Artificial Intelligence & Machine Learning
,
Next-Generation Technologies & Secure Development
Firm Says Latest Model Hallucinates Less, Scores Better on Benchmarks

OpenAI’s unveiling of its latest and newest model arrived wrapped in the big-claim language now standard in the generative artificial intelligence race. The company calls GPT-5 its “smartest, fastest, most useful model yet.” In 2025, those superlatives are table stakes, as every major lab has a headline model and each promises to out-think, out-speed and out-adapt the others.
See Also: AI Agents Demand Scalable Identity Security Frameworks
On the numbers OpenAI has shared, GPT-5 is a measurable step forward from its predecessors. The flagship Pro version tops the Graduate-Level Google-Proof Question Answering benchmark at 88.4% without tools, a score the company says is higher than GPT-4o’s. It also reports that GPT-5 has reduced sycophancy, its term for over-agreeable or echo-chamber-style answers, from 14.5% to less than 6%.
On the coding front, OpenAI calls GPT-5 its strongest coding model yet, scoring 74.9% on SWE-bench Verified and 88% on Aider Polyglot benchmarks. That’s a narrow lead over Anthropic’s newly released Claude Opus 4.1, which scored 74.5 on SWE-bench. The company says GPT-5 can complete complex coding tasks end-to-end with minimal prompting and even generate full interface designs for non-coders.
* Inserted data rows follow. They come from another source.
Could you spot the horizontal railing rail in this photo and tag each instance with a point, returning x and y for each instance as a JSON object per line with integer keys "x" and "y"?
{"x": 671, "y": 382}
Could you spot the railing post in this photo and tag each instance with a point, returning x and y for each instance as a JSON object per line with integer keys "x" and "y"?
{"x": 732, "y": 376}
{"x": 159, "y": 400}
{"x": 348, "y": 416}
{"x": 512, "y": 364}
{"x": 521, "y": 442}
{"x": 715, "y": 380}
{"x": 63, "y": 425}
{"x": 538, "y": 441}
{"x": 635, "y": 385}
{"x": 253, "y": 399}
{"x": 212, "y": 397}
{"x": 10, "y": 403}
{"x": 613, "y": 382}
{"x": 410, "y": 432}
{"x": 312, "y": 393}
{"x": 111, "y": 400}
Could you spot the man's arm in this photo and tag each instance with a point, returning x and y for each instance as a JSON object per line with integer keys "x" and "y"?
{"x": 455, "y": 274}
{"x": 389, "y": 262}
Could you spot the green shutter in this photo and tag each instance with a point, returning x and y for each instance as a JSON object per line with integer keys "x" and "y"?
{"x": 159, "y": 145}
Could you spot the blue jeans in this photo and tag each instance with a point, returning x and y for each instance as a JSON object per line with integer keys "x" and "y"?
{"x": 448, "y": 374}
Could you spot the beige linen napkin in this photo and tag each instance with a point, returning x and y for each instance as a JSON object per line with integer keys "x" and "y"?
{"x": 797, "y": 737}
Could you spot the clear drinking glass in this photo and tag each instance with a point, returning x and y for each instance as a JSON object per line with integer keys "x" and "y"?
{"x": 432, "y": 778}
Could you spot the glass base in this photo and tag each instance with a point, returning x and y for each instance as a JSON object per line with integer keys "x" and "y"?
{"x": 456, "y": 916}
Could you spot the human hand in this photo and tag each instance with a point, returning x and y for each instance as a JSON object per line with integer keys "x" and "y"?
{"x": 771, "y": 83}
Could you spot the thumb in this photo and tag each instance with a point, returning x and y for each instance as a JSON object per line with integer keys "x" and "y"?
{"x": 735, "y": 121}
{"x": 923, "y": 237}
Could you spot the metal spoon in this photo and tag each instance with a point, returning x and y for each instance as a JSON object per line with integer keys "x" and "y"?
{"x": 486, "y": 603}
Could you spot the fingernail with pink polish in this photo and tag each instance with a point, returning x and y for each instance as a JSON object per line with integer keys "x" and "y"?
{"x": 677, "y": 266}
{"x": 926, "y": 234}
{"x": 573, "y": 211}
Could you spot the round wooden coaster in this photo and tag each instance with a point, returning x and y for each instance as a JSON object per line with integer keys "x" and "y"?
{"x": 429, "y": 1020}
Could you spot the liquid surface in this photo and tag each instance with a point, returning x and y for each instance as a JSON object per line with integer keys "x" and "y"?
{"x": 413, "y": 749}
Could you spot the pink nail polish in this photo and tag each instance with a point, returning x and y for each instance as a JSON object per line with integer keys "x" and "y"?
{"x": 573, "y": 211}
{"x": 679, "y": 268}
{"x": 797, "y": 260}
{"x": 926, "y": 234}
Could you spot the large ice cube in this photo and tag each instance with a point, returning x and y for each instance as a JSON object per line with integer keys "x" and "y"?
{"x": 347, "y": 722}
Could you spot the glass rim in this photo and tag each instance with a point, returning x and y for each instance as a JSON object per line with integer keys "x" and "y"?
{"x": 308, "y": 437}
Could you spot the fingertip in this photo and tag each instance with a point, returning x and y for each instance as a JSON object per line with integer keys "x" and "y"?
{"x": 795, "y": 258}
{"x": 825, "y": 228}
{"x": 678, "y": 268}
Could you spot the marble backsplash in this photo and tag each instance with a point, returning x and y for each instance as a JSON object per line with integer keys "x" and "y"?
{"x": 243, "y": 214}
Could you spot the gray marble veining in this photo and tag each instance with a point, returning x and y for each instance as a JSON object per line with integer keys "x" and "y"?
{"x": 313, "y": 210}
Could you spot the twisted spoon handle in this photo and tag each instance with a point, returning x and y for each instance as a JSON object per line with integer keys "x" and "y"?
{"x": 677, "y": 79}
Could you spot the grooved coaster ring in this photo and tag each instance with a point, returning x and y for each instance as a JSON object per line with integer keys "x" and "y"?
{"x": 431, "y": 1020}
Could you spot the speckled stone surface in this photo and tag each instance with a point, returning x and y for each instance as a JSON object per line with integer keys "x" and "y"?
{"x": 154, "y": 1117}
OpenAI is also touting GPT-5’s performance on domain-specific benchmarks. In health, the model scored 46.2% on HealthBench Hard, a metric the company devised and pitches as its most capable health model yet, with the caveat that “ChatGPT does not replace a medical professional.” The AI can help interpret medical results and suggest questions for healthcare providers, though the risks of relying on predictive systems prone to telling users what they want to hear remain.
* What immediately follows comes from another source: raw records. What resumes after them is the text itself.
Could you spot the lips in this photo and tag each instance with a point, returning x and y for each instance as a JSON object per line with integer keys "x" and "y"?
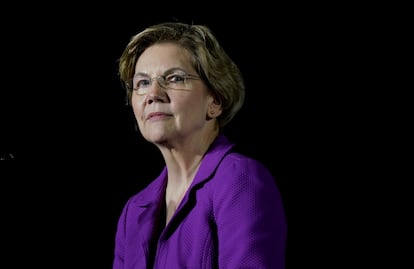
{"x": 157, "y": 115}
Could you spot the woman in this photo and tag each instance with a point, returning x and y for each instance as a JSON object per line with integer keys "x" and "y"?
{"x": 210, "y": 207}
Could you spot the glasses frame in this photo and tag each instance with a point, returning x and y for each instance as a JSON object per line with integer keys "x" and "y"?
{"x": 162, "y": 81}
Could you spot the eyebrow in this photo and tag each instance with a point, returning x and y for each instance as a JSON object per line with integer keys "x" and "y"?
{"x": 168, "y": 71}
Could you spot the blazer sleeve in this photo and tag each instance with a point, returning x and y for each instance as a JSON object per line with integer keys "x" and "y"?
{"x": 249, "y": 214}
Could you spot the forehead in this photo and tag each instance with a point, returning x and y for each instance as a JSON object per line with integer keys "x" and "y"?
{"x": 162, "y": 56}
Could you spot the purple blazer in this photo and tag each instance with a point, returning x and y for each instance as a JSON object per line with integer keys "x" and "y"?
{"x": 231, "y": 217}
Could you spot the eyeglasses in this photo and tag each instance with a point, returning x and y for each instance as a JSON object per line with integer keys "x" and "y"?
{"x": 140, "y": 84}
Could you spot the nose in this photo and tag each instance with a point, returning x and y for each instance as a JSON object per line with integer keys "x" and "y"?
{"x": 156, "y": 92}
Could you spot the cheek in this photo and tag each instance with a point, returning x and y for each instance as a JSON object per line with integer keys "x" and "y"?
{"x": 137, "y": 108}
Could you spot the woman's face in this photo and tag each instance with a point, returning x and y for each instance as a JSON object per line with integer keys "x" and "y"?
{"x": 166, "y": 114}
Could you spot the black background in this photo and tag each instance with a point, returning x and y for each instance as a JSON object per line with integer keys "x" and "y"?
{"x": 77, "y": 156}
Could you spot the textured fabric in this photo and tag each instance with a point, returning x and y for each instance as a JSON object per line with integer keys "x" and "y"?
{"x": 231, "y": 217}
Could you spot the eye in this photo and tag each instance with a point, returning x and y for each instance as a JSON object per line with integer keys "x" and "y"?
{"x": 175, "y": 78}
{"x": 142, "y": 82}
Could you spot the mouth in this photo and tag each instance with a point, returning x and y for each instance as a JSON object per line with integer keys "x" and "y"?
{"x": 157, "y": 115}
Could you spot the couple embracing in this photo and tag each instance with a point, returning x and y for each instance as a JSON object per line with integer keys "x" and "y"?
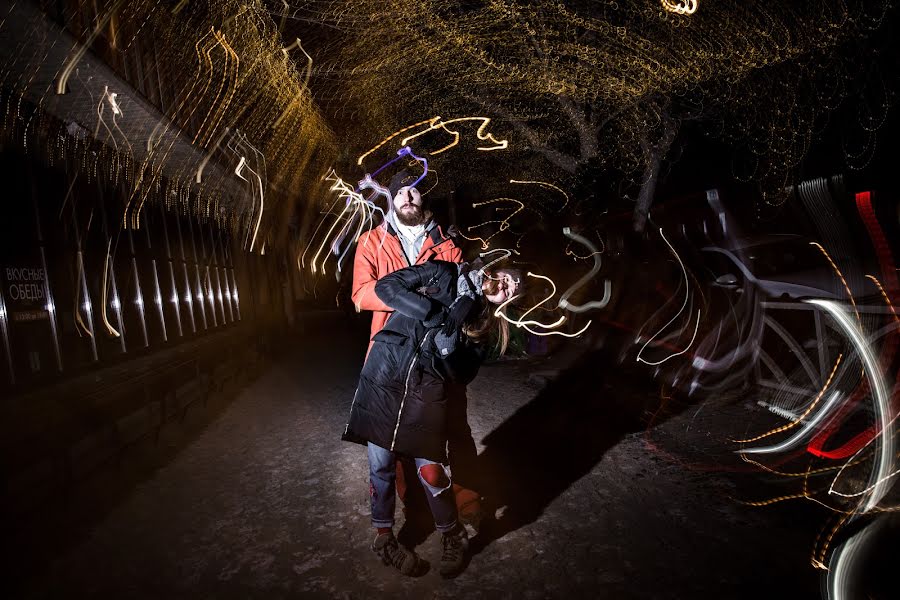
{"x": 433, "y": 320}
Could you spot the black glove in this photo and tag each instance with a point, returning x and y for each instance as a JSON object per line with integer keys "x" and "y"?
{"x": 437, "y": 318}
{"x": 457, "y": 315}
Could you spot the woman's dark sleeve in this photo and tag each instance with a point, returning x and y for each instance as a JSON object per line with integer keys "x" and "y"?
{"x": 399, "y": 290}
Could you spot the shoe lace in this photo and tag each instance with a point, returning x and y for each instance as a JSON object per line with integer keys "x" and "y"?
{"x": 392, "y": 554}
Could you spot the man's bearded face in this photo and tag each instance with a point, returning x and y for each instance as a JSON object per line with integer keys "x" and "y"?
{"x": 408, "y": 207}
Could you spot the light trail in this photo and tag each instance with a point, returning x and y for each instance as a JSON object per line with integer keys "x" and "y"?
{"x": 687, "y": 295}
{"x": 805, "y": 414}
{"x": 884, "y": 462}
{"x": 607, "y": 285}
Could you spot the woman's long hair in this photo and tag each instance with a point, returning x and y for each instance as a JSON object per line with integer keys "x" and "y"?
{"x": 485, "y": 323}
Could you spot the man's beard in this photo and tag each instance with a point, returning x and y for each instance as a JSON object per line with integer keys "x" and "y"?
{"x": 411, "y": 218}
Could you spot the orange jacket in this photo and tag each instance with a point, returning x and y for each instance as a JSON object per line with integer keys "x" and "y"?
{"x": 378, "y": 253}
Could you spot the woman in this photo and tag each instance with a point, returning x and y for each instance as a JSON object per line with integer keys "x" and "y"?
{"x": 443, "y": 314}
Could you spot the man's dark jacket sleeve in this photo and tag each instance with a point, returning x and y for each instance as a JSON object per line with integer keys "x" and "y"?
{"x": 399, "y": 290}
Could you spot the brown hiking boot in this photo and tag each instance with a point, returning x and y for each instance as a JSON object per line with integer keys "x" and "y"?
{"x": 455, "y": 545}
{"x": 393, "y": 554}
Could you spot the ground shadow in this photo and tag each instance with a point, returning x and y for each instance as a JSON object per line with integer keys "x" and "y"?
{"x": 557, "y": 438}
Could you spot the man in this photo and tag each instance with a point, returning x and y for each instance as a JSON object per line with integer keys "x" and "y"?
{"x": 407, "y": 236}
{"x": 410, "y": 236}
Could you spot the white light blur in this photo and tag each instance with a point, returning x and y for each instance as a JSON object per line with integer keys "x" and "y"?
{"x": 885, "y": 457}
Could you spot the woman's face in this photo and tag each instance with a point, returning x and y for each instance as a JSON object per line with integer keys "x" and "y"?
{"x": 499, "y": 287}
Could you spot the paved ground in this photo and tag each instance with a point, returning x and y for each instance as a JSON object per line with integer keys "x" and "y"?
{"x": 266, "y": 502}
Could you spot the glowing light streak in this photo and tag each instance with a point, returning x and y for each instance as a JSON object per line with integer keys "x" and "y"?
{"x": 833, "y": 400}
{"x": 841, "y": 277}
{"x": 844, "y": 563}
{"x": 673, "y": 319}
{"x": 885, "y": 296}
{"x": 438, "y": 123}
{"x": 884, "y": 462}
{"x": 242, "y": 164}
{"x": 392, "y": 136}
{"x": 524, "y": 324}
{"x": 309, "y": 61}
{"x": 545, "y": 184}
{"x": 805, "y": 413}
{"x": 83, "y": 48}
{"x": 105, "y": 286}
{"x": 504, "y": 223}
{"x": 607, "y": 285}
{"x": 681, "y": 7}
{"x": 206, "y": 159}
Accuracy is another talking point: OpenAI claims GPT-5 with web search enabled is about 45% less likely to produce factual errors than GPT-4o, and, when in “thinking” mode, about 80% less likely than o3. On long-form content benchmarks, “thinking” GPT-5 shows around six times fewer confabulations than o3, although the company concedes no AI system is immune to plausible-sounding mistakes.
But benchmarks are only one lens on progress. OpenAI is also positioning GPT-5 as a more integrated, adaptable part of a user’s workflow. The model comes in three versions: Pro for the most demanding tasks; mini for faster and lighter work; and nano for constrained or embedded contexts. Free-tier users will get GPT-5 mini until they hit usage caps, at which point they may drop to a smaller model. Paying subscribers still get Pro for $20 a month and developers can tap into all three through the API under the existing per-token pricing.
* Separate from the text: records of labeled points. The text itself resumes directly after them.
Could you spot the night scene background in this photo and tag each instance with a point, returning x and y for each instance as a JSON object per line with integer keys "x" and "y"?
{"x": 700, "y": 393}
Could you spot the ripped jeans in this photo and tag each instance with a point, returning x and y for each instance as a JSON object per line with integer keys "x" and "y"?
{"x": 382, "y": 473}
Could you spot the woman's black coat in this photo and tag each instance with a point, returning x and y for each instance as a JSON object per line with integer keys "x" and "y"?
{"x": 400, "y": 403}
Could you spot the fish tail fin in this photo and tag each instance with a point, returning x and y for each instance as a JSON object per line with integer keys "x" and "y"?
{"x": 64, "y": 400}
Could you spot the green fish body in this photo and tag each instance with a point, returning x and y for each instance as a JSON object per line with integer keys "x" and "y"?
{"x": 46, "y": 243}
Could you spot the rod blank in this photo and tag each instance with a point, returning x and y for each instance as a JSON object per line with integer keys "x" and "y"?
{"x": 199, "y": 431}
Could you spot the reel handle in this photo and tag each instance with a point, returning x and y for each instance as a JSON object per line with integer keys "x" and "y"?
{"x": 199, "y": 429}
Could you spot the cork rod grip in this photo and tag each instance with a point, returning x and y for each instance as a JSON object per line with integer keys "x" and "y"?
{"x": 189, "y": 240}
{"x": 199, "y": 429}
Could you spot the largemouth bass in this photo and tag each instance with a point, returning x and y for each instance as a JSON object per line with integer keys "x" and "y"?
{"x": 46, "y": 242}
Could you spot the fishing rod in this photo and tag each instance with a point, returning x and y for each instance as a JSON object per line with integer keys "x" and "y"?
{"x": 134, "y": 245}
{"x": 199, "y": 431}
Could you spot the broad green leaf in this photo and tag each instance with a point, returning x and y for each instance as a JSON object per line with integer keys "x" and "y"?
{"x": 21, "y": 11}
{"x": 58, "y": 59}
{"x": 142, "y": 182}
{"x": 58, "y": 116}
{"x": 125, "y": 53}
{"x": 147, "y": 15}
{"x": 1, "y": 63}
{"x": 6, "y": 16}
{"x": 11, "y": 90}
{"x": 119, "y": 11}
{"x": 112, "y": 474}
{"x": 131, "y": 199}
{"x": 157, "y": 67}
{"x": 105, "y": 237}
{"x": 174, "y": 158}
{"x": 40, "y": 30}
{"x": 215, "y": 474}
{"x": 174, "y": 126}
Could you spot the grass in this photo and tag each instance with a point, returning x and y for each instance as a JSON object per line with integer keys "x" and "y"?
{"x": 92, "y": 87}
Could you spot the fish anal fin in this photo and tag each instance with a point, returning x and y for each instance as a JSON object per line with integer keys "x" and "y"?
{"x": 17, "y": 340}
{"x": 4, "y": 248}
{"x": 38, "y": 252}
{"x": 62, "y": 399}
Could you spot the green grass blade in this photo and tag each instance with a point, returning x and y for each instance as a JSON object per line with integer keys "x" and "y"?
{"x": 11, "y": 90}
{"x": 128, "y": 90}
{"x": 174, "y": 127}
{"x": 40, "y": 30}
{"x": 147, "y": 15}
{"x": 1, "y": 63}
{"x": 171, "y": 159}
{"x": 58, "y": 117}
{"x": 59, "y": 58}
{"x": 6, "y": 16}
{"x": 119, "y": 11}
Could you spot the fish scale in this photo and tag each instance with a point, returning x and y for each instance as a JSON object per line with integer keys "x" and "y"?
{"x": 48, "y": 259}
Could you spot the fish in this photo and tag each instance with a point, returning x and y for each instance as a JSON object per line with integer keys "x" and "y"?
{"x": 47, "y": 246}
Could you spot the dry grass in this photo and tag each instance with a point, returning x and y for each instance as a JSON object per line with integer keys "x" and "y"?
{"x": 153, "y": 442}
The developer story has evolved too. GPT-5’s “Actions” system builds on earlier function-calling, giving applications more control over when and how the model invokes external tools. For companies building AI-powered products, this means GPT-5 can be wired into proprietary APIs with a clearer, more controllable execution pipeline. That’s not the same thing as allowing the model to run free as an autonomous agent, but pushes the technology towards multi-step reasoning and task completion without constant user intervention.
OpenAI’s smallest GPT-5, the nano model, is designed for contexts where bandwidth, latency or hardware constraints matter. The company is pitching it as a way to run certain interactions more efficiently, though it has not claimed full offline operation on consumer devices. The push toward size-optimized models marks an industry-wide shift, making the AI smaller and closer to the user, without losing too much of its intelligence.
OpenAI’s announcement comes at a time when Anthropic, Google DeepMind and Meta are all pursuing their approaches to reasoning, speed and scale, while regulators across regions scrutinize how deeply these systems reach into communications, documents and other personal data. OpenAI’s ability to demonstrate that GPT-5 can operate in that territory without missteps will determine the veracity of its “most useful” claims.